Fire Department improvements cut costs
Wiseman said the department acted as soon as it could when taxable values on property began to fall earlier this decade in order to efficiently cut costs from operations, while simultaneously improving service.
"We’ve reduced our staffing by 12 positions over the past five years," he said. "We've eliminated and consolidated positions within the department. We redistributed and restructured our entire workload through the department. We’ve privatized our mechanics and cut down on overtime by about 61 percent in the process."

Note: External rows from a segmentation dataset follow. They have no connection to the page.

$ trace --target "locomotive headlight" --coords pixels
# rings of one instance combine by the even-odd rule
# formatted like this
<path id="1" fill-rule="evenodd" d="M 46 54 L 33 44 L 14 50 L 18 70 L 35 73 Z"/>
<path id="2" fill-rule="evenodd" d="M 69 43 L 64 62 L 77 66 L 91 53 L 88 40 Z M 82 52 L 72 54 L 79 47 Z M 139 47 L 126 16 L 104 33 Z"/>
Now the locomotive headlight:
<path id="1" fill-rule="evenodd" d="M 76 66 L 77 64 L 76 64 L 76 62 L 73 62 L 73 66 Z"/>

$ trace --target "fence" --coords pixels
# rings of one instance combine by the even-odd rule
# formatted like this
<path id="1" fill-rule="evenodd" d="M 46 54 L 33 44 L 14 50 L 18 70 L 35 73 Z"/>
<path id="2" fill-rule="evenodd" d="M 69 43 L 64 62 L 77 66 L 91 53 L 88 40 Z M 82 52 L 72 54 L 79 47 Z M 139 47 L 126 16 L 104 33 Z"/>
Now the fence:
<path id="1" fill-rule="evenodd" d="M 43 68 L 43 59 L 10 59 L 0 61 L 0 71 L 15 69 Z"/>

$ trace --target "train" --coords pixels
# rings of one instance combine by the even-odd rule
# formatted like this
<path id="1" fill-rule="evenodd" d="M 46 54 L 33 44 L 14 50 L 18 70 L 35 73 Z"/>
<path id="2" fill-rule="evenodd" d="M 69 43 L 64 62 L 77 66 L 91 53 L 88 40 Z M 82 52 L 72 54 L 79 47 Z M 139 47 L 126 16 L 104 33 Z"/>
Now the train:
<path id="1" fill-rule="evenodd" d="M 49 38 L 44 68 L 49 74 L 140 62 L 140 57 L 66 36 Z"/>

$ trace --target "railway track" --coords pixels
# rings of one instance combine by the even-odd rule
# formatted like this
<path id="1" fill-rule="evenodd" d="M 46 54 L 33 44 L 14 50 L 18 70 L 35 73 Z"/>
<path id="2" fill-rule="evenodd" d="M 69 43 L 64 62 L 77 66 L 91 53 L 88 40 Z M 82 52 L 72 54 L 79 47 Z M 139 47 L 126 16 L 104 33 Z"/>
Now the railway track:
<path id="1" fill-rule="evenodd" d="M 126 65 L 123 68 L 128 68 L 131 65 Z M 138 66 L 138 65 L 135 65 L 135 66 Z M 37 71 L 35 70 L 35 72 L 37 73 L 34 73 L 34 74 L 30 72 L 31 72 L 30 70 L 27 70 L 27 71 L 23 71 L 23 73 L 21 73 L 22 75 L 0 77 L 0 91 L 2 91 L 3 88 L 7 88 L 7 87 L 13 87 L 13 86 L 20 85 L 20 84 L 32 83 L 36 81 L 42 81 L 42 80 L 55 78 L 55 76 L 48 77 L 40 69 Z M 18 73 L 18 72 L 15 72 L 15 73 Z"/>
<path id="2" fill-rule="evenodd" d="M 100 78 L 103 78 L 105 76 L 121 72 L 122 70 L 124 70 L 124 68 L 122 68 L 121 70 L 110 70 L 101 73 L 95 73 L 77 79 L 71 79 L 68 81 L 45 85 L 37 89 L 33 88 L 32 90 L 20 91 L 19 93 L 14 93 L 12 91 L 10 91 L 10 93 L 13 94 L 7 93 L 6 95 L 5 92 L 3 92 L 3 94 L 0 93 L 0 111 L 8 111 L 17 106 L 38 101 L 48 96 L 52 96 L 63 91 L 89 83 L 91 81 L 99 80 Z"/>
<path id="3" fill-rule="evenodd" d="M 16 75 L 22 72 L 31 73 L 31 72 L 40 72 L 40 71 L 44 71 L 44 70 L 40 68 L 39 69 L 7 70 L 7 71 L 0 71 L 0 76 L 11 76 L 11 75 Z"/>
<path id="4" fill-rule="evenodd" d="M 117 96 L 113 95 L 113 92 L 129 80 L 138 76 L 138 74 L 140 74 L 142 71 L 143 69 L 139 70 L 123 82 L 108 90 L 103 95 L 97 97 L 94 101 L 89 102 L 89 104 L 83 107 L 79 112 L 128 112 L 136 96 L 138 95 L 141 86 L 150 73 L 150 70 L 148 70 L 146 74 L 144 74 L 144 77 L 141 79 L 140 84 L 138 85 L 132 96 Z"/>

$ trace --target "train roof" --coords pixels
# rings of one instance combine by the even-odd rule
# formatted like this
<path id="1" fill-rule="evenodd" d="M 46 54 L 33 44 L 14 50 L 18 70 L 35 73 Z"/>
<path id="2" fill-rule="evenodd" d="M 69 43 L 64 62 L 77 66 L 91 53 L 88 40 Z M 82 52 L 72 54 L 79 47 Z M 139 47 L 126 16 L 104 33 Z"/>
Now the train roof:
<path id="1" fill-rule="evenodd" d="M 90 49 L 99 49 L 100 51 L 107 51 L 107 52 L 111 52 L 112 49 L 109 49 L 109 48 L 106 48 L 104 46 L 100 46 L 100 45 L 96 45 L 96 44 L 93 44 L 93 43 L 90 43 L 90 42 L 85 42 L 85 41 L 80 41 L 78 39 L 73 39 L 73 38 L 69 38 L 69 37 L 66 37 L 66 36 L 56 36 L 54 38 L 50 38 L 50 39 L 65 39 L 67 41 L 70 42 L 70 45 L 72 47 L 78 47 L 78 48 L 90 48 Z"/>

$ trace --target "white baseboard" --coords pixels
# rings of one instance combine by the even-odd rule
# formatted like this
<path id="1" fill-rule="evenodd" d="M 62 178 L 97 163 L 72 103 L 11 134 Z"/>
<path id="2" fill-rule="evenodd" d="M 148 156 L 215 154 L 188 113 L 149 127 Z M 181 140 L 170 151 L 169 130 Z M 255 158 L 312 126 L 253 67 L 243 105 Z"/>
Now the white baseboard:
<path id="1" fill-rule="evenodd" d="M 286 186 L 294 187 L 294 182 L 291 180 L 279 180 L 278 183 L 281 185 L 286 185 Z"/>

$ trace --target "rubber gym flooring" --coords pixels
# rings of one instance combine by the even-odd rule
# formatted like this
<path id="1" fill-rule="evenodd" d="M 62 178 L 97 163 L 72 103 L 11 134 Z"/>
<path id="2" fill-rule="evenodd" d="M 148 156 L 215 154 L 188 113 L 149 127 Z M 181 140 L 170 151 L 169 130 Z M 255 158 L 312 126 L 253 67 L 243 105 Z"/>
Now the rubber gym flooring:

Despite these and other initiatives taken — including laying the foundation for a national supply consortium, refurbishing vehicles and apparatuses and taking cuts in contract talks — the Fire Department improved its ISO rating from 5 to 4 in 2007. Wiseman said the difference between an original ISO rating of 9 (10 being the lowest) and 4 equates to property tax savings for homeowners of $1.2 million annually.
Wiseman added that the improvements will continue — he hopes that the township will reach a 3 ISO rating next year.
What else will happen in the future? Wiseman expects a greater dependency upon shared service agreements, including its current operations in Keego Harbor, Sylvan Lake and Orchard Lake at Station No. 9, and the OAKWAY shared services agreement between fire governments in nine communities including West Bloomfield to share resources and training reservations.
"Over time, does it make sense that you start looking at combining, say, for example, dispatch centers?" Wiseman said. "The answers are yes. I support sharing services whenever possible, but that’s a transition that’s going to take some time to put together."